The discretization intervals of each feature attribute are shown in Table 3.

According to the discretization interval of Table 3, the result of discretization of decision table is shown in Table 4.

Attribute reduction is carried on the discretization data in Table 4, as shown in Table 5, the reduction attributes are obtained, and the final reduction attributes are area, perimeter, elongation, third-order moment invariants, variance, gray entropy, roughness, and direction. This process removed the redundant attributes which did not affect the classification accuracy and get a subset of attributes under the premise of unchanged classification ability. The attribute reduction method is based on PSO algorithm.

Finally, the attribute values under reduction are input to the SOCP-SVM model to classify and recognize the strip surface defect. Gaussian radial basis functions are chosen as the kernel function, and the classification and recognition results were compared with that of the SVM algorithm and the RVM algorithm. Performance comparison is shown in Table 6.

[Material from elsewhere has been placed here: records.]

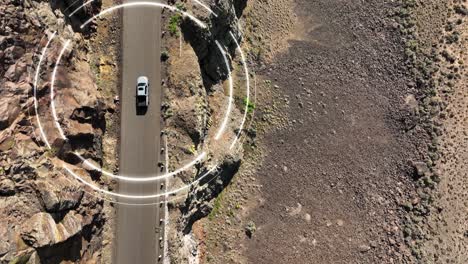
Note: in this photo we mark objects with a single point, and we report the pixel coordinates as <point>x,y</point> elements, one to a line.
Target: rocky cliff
<point>46,216</point>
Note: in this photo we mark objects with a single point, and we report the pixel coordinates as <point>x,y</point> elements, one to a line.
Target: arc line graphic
<point>228,111</point>
<point>142,197</point>
<point>62,134</point>
<point>143,179</point>
<point>52,93</point>
<point>36,78</point>
<point>247,80</point>
<point>89,164</point>
<point>206,7</point>
<point>133,4</point>
<point>80,7</point>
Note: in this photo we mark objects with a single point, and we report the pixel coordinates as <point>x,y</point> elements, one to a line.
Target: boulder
<point>41,230</point>
<point>7,187</point>
<point>59,196</point>
<point>9,111</point>
<point>15,71</point>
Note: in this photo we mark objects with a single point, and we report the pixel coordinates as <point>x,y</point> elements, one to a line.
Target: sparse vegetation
<point>249,104</point>
<point>250,229</point>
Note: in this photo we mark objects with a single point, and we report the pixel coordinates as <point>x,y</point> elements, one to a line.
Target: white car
<point>142,93</point>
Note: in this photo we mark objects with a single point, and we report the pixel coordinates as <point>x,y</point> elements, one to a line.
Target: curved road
<point>137,227</point>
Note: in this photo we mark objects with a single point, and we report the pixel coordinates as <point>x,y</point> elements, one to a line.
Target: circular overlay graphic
<point>213,171</point>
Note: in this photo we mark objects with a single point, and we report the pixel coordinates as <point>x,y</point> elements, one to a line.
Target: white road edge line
<point>231,88</point>
<point>36,77</point>
<point>166,207</point>
<point>52,92</point>
<point>247,80</point>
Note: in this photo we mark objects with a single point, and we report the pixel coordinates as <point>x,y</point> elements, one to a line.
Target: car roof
<point>142,79</point>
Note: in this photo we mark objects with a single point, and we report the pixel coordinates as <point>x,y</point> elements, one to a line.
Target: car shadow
<point>141,110</point>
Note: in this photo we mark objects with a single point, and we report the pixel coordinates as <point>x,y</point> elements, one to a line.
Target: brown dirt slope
<point>335,170</point>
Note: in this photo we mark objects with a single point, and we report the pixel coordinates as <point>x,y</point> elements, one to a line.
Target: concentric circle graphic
<point>212,171</point>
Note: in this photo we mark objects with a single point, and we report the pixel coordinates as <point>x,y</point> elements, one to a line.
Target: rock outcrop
<point>219,29</point>
<point>45,216</point>
<point>41,230</point>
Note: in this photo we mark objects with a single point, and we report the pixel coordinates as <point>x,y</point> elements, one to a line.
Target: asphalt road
<point>137,238</point>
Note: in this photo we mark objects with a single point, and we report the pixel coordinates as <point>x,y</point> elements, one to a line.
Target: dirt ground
<point>332,162</point>
<point>333,178</point>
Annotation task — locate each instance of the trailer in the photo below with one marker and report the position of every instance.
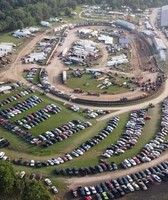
(64, 76)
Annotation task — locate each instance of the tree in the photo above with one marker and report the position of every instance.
(67, 11)
(34, 190)
(7, 177)
(20, 24)
(72, 4)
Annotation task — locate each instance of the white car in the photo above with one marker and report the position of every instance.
(69, 156)
(87, 191)
(130, 187)
(54, 189)
(48, 181)
(92, 189)
(32, 163)
(22, 174)
(2, 154)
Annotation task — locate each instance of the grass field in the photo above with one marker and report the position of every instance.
(36, 79)
(89, 84)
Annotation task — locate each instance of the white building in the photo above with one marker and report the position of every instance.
(40, 56)
(25, 32)
(106, 39)
(44, 23)
(159, 44)
(117, 60)
(6, 48)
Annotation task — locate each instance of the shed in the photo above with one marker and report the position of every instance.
(123, 41)
(44, 23)
(5, 88)
(159, 44)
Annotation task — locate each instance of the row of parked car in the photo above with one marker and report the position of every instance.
(75, 153)
(119, 187)
(63, 132)
(112, 124)
(15, 97)
(155, 146)
(33, 119)
(20, 107)
(4, 142)
(130, 136)
(102, 167)
(13, 127)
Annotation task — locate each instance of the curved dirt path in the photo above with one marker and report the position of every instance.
(15, 73)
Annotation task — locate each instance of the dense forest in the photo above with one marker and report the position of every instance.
(14, 188)
(21, 13)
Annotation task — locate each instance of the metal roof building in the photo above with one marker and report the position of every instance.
(125, 24)
(164, 16)
(159, 44)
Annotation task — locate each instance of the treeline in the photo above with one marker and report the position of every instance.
(22, 13)
(14, 188)
(134, 4)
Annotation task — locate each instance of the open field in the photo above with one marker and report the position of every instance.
(90, 84)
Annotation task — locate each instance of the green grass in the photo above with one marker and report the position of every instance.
(7, 37)
(36, 79)
(89, 84)
(54, 121)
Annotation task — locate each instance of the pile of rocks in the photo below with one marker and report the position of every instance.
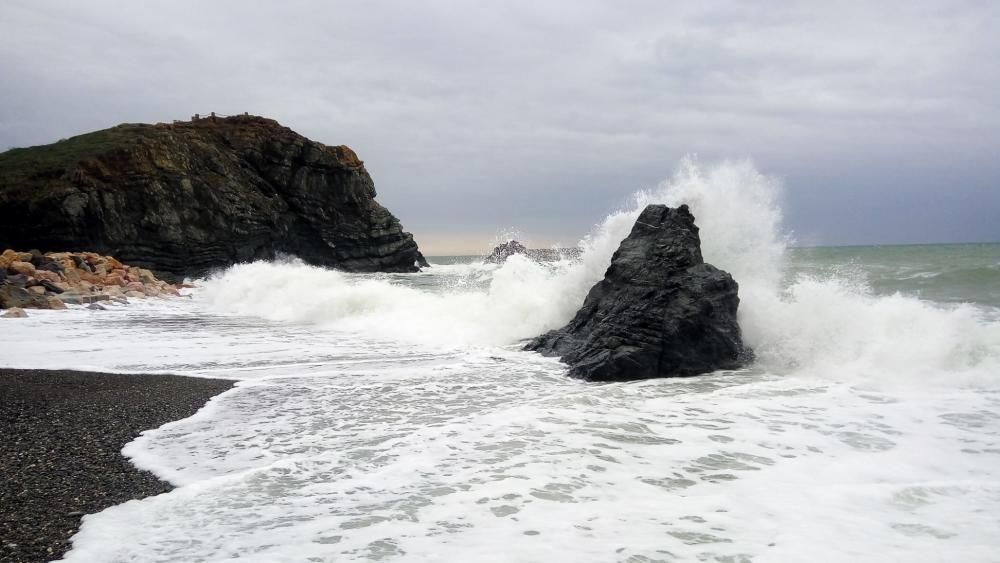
(32, 280)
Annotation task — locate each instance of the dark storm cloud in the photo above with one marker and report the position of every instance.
(475, 116)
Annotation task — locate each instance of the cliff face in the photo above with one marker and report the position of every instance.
(183, 198)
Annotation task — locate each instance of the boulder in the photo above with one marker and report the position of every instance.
(7, 258)
(23, 268)
(184, 198)
(502, 252)
(660, 310)
(13, 296)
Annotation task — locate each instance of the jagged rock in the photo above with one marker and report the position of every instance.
(23, 268)
(660, 310)
(502, 252)
(183, 198)
(50, 286)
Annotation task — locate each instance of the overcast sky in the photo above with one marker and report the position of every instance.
(882, 118)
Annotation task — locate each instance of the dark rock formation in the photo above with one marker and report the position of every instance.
(660, 310)
(183, 198)
(502, 252)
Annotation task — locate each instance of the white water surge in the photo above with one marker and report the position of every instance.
(394, 418)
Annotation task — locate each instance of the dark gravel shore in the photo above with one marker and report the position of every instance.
(60, 437)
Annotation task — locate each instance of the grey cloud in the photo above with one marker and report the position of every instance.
(479, 116)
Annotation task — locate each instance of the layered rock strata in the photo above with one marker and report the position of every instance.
(182, 199)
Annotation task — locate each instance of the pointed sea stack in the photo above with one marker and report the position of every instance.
(184, 198)
(660, 310)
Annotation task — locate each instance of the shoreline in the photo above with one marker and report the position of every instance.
(61, 435)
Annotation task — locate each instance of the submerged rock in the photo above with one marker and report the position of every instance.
(660, 310)
(183, 198)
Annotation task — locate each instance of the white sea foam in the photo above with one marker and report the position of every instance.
(394, 418)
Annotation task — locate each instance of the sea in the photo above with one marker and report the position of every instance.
(394, 417)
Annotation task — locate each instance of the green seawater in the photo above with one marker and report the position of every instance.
(944, 273)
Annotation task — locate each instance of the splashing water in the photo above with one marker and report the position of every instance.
(392, 417)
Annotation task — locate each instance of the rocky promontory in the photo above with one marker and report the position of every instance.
(660, 310)
(181, 199)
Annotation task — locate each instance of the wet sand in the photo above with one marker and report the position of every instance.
(61, 434)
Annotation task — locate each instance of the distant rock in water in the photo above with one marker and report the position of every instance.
(183, 198)
(502, 252)
(660, 310)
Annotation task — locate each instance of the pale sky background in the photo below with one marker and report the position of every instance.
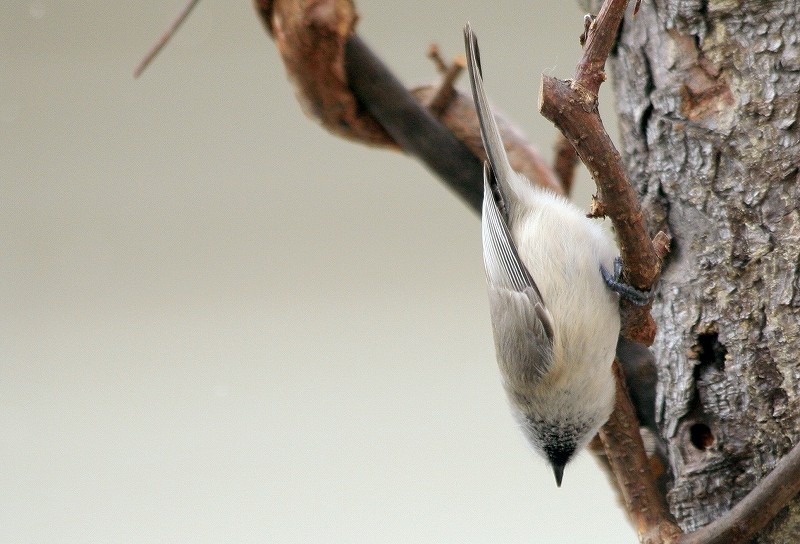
(219, 323)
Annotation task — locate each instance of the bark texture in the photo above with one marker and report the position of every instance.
(707, 93)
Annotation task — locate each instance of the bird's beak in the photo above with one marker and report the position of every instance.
(558, 470)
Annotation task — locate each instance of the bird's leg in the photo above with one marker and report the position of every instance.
(615, 283)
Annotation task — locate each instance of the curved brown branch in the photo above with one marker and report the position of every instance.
(335, 75)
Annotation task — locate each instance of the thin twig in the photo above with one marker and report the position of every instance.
(565, 162)
(165, 38)
(445, 93)
(756, 509)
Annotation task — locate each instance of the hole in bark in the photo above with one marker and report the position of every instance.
(711, 351)
(700, 436)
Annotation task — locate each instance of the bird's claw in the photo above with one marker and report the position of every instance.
(615, 283)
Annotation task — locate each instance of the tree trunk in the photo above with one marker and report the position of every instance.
(707, 94)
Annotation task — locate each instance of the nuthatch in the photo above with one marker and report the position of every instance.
(554, 316)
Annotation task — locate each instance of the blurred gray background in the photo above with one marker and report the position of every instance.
(219, 323)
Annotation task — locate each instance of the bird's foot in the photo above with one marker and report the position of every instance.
(615, 283)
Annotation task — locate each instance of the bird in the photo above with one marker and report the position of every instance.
(554, 304)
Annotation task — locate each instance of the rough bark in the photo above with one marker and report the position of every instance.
(707, 94)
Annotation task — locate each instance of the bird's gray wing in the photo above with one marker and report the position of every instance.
(490, 134)
(506, 274)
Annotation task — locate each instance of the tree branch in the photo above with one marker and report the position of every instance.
(572, 107)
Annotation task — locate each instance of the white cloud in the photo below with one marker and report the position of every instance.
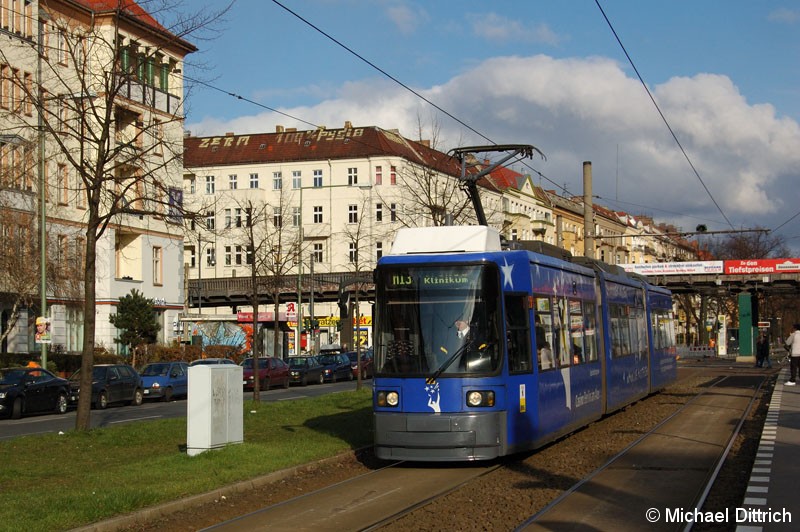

From Table 6, we can see the strip surface defect classification and recognition accuracy using three kinds of algorithms. The average recognition accuracy of SVM was 97.5%, which is the lowest among the three algorithms. The average running time is 71.3 ms; while RVM algorithm improved the recognition accuracy (98.5%), the average running time is 81.3 ms, whereas the recognition accuracy based on PSO-RS&SOCP-SVM model is higher than that of the SVM algorithm and the RVM algorithm. For 20-dimensional condition attributes, the highest classification accuracy is up to 100%. the average recognition accuracy of several defects is 99.5%, which is higher than that of the SVM algorithm, the RVM algorithm, and many other existing methods. With the Rough Set attribute reduction based on PSO algorithm, the modeling data are simplified, and the SCOP-SVM model training time and the overall classification recognition time are reduced. The average running time of the proposed method is 58.3 ms, which is lower than that of the SVM algorithm and the RVM algorithm. The strip steel surface defect classification and recognition efficiency is improved.

The classified ROC curves, respectively, corresponding to the traditional multikernel SVM algorithm and PSO-RS&SOCP-SVM algorithm are shown in Figure 5.

From Figure 5 it can be seen that it has more accurate classification and lower probability of error classification using PSO-RS&SOCP-SVM algorithm, compared with the traditional classification of multikernel SVM algorithm. The ROC area is larger than that of the traditional multikernel SVM algorithm. So PSO-RS&SOCP-SVM algorithm is superior to the traditional multikernel SVM algorithm in classification accuracy and classification effect.

In summary, the PSO-RS&SOCP-SVM model is feasible and effective in the surface defect feature selection and classification.

5. Conclusions

In order to improve the strip steel surface defect classification recognition accuracy and reduce the running time of recognition, feature selection of steel strip surface defect images based on RS algorithm and PSO algorithm for attribute reduction method is introduced in this paper. Thereby the sample feature dimensions are reduced and the modeling data are simplified. Then the traditional multikernel SVM model is optimized based on SOCP, which can optimize the parameters of the multikernel SVM model. Experimental results show that its application effect is remarkable, and it is superior to the traditional SVM and RVM algorithm in recognition accuracy and efficiency. In the next step of research, we try to study how to further reduce the time complexity of multikernel learning, so as to meet the real-time requirement.

Conflicts of Interest

The authors declare that they have no competing interests.

Acknowledgments

This work was supported by the National Natural Science Foundation of China (no. 51208168) and Hebei Province Foundation for Returned Scholars (no. C2012003038).